Wonderful, Exciting, Jaw-Dropping News with a sad corollary…

So I got a call yesterday to invite me to attend Clarion West!!!! I was so shocked I did not know what to do, shocked and pleased. It’s amazing to get that kind of validation on my writing because they only take those whose work is approaching publishable status. To think that industry professionals believe that about my work is just jaw-droppingly amazing. Also a friend told me they got a huge number of applications this year, so that makes it even more of an honor.

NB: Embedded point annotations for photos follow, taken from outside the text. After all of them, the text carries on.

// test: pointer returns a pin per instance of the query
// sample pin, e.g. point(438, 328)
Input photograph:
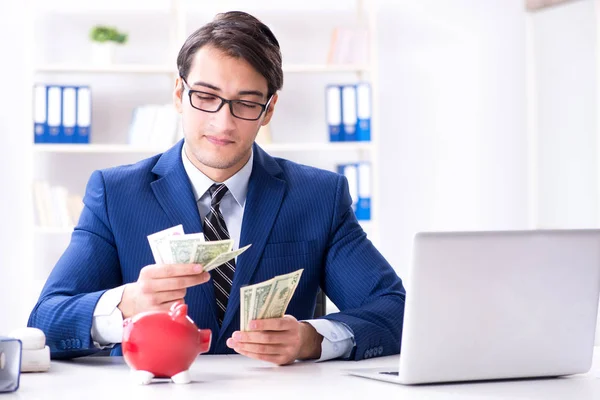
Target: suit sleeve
point(362, 284)
point(88, 267)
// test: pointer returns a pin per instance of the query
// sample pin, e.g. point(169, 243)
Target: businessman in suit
point(219, 182)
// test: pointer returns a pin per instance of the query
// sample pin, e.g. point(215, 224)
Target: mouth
point(219, 141)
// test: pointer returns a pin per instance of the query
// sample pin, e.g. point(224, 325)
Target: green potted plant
point(104, 40)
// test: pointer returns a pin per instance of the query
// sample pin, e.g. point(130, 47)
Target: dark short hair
point(240, 35)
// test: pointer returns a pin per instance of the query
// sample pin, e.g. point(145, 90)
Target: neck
point(218, 175)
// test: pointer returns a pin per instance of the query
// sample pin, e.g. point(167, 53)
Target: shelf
point(107, 69)
point(171, 70)
point(51, 230)
point(127, 149)
point(326, 146)
point(321, 68)
point(95, 148)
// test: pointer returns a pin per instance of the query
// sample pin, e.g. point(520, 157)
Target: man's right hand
point(159, 286)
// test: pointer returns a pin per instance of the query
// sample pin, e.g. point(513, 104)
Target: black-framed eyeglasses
point(210, 102)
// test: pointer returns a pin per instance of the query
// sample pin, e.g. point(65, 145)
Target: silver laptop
point(498, 305)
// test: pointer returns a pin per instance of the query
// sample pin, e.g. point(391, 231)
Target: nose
point(222, 120)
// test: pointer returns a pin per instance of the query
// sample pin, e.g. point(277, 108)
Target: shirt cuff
point(338, 338)
point(107, 322)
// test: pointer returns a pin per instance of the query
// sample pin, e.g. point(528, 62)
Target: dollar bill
point(158, 239)
point(189, 249)
point(246, 294)
point(268, 299)
point(224, 257)
point(281, 293)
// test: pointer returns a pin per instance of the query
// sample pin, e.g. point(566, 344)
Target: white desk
point(237, 377)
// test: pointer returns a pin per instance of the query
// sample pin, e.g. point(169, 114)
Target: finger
point(167, 306)
point(262, 337)
point(275, 359)
point(175, 283)
point(269, 349)
point(272, 324)
point(160, 298)
point(170, 270)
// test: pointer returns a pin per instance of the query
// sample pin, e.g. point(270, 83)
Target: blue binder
point(363, 208)
point(84, 115)
point(333, 104)
point(53, 112)
point(40, 126)
point(349, 113)
point(363, 111)
point(69, 114)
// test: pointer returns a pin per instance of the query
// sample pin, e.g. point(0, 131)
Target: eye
point(247, 105)
point(205, 96)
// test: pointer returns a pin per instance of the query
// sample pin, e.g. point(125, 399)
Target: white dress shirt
point(107, 322)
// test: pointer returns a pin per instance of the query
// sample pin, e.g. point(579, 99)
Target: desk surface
point(234, 376)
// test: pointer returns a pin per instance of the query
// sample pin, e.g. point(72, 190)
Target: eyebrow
point(240, 93)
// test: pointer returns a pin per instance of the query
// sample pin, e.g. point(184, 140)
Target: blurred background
point(482, 114)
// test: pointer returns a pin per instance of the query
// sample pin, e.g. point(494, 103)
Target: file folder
point(84, 114)
point(333, 100)
point(363, 208)
point(54, 117)
point(363, 110)
point(40, 126)
point(69, 114)
point(349, 117)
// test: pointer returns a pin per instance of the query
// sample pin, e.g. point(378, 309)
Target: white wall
point(14, 182)
point(566, 85)
point(453, 114)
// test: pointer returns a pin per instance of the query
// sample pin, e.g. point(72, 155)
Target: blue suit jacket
point(295, 217)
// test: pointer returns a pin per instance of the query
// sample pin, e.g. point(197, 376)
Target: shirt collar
point(237, 184)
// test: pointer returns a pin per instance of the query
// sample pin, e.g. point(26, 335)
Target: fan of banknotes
point(173, 246)
point(264, 300)
point(268, 299)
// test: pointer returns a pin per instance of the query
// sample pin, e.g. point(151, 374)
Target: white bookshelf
point(108, 147)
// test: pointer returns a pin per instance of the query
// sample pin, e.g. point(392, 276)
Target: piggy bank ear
point(178, 310)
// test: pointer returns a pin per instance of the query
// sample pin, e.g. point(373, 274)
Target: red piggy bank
point(163, 344)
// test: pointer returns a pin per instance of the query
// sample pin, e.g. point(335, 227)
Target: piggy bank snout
point(204, 339)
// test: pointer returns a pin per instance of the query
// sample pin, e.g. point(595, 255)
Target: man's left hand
point(278, 340)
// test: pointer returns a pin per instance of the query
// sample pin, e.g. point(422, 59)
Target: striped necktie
point(215, 229)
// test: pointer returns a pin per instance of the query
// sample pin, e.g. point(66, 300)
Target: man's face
point(219, 144)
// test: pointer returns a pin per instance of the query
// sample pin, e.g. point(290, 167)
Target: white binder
point(333, 99)
point(39, 114)
point(349, 117)
point(69, 114)
point(54, 113)
point(84, 114)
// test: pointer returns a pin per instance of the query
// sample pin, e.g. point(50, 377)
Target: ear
point(269, 112)
point(178, 95)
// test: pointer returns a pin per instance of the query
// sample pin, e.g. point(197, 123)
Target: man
point(294, 216)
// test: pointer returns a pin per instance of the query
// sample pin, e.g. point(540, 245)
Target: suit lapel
point(174, 193)
point(265, 194)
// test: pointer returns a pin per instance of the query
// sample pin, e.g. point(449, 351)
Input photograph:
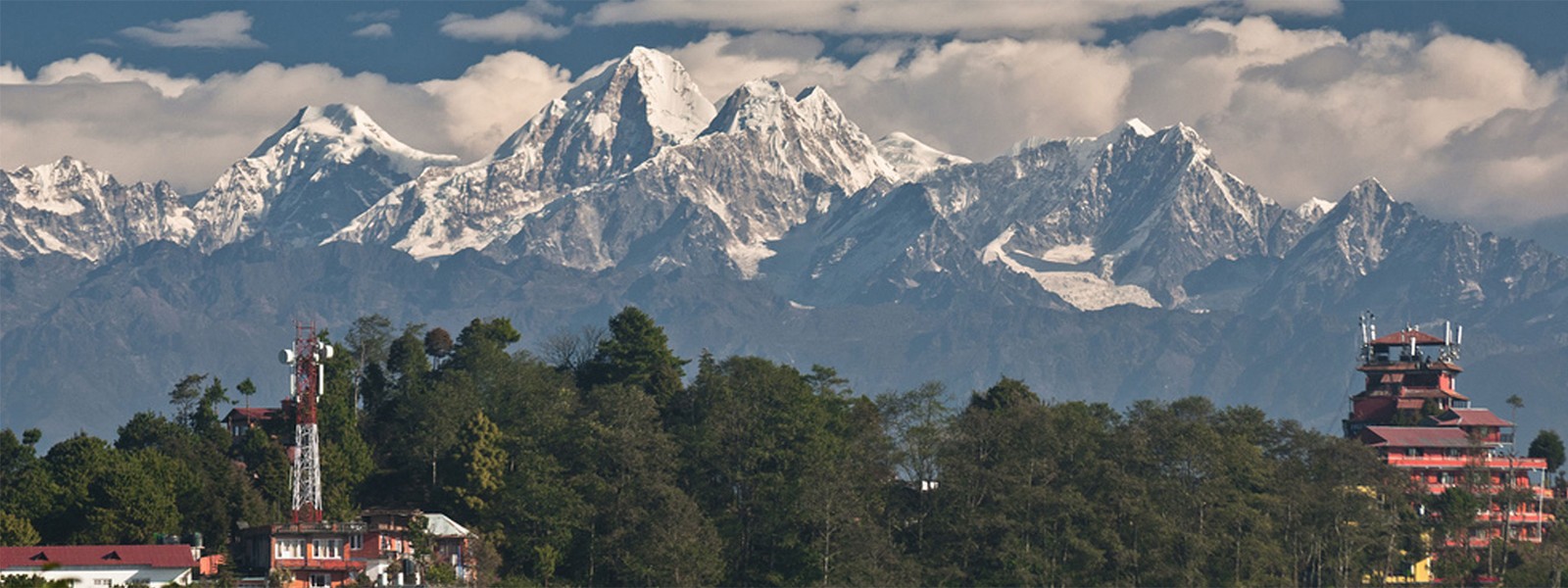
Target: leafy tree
point(133, 499)
point(645, 530)
point(25, 483)
point(267, 467)
point(438, 344)
point(482, 465)
point(407, 357)
point(368, 339)
point(637, 353)
point(247, 389)
point(16, 532)
point(1548, 446)
point(1005, 394)
point(568, 350)
point(73, 467)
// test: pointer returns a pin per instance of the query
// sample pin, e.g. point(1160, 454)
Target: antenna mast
point(305, 386)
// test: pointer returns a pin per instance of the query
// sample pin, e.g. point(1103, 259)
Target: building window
point(326, 549)
point(289, 549)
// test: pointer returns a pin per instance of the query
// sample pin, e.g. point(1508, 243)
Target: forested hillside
point(596, 460)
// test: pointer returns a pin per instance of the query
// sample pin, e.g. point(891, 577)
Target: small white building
point(102, 564)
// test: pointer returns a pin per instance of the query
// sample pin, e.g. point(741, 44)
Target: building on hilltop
point(1418, 422)
point(306, 554)
point(104, 564)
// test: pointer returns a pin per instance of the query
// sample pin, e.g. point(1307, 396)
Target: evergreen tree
point(637, 353)
point(1548, 446)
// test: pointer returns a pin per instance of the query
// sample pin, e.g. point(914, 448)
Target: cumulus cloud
point(512, 25)
point(927, 16)
point(217, 30)
point(1460, 125)
point(1463, 127)
point(491, 99)
point(109, 115)
point(375, 30)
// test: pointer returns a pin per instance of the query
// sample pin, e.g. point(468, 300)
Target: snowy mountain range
point(635, 188)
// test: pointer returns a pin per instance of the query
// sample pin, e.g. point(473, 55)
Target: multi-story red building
point(1418, 422)
point(308, 554)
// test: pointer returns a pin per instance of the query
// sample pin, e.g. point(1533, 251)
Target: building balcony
point(318, 564)
point(1490, 462)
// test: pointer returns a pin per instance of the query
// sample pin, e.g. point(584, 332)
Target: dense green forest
point(596, 462)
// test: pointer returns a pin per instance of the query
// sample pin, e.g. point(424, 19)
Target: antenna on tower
point(1368, 334)
point(306, 376)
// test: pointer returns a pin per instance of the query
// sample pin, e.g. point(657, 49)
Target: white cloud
point(966, 18)
point(375, 30)
point(98, 68)
point(1463, 127)
point(517, 24)
point(375, 16)
point(217, 30)
point(12, 74)
point(120, 120)
point(491, 99)
point(1460, 125)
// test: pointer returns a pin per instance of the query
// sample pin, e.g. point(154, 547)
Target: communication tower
point(305, 386)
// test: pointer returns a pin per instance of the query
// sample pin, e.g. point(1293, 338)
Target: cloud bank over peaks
point(510, 25)
point(104, 112)
point(217, 30)
point(1462, 127)
point(1442, 118)
point(1018, 18)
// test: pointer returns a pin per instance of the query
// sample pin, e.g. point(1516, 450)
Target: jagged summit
point(1314, 209)
point(627, 112)
point(352, 130)
point(73, 209)
point(311, 177)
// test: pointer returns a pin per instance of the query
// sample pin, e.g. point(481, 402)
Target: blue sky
point(1455, 106)
point(36, 33)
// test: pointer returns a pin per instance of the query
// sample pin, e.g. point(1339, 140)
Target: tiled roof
point(1416, 436)
point(1470, 417)
point(253, 413)
point(443, 525)
point(98, 556)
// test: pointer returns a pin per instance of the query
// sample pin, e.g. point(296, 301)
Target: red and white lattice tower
point(305, 384)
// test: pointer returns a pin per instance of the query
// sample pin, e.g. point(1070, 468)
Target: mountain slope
point(310, 179)
point(764, 165)
point(603, 127)
point(71, 209)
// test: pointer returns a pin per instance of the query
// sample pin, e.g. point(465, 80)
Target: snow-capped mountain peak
point(350, 130)
point(310, 179)
point(626, 112)
point(1137, 127)
point(1314, 209)
point(68, 208)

What is the sad corollary, you ask?

That I can’t attend, this year. I just got a job and started today I can’t very well tell them, “Hey I know I just started but I need 6 weeks off this summer.” So while I turned them down I did assert that I would definitely be reapplying next year. And I’ve made a decision that if they let me in next year I will go come hell or high-water. This is more than something I want to do, it’s something I need to do.

So there you go, amazing news, sad corollary but all in all it leaves me bouyant because I got in and no one can take that knowledge away from me.


I got an acceptance letter from my first grad school today. I have been granted access to the hallowed halls of the Fiction MFA program of Mills College!

I would say more but really all I can do is bounce around while IGotInIGotInIGotInIGotInIGotInIGotInIGotInIGotInIGotInIGotInIGotInIGotInIGotInIGotInIGotInIGotInIGotInIGotIn
runs in a loop in my head. It’s like it hasn’t sunk in, like I can’t believe it. I keep pulling out the letter to read it over and make sure I wasn’t delusional and it actually says Congratulations. More tomorrow if I’m more coherent for right now it’s junk food and bad TV to celebrate.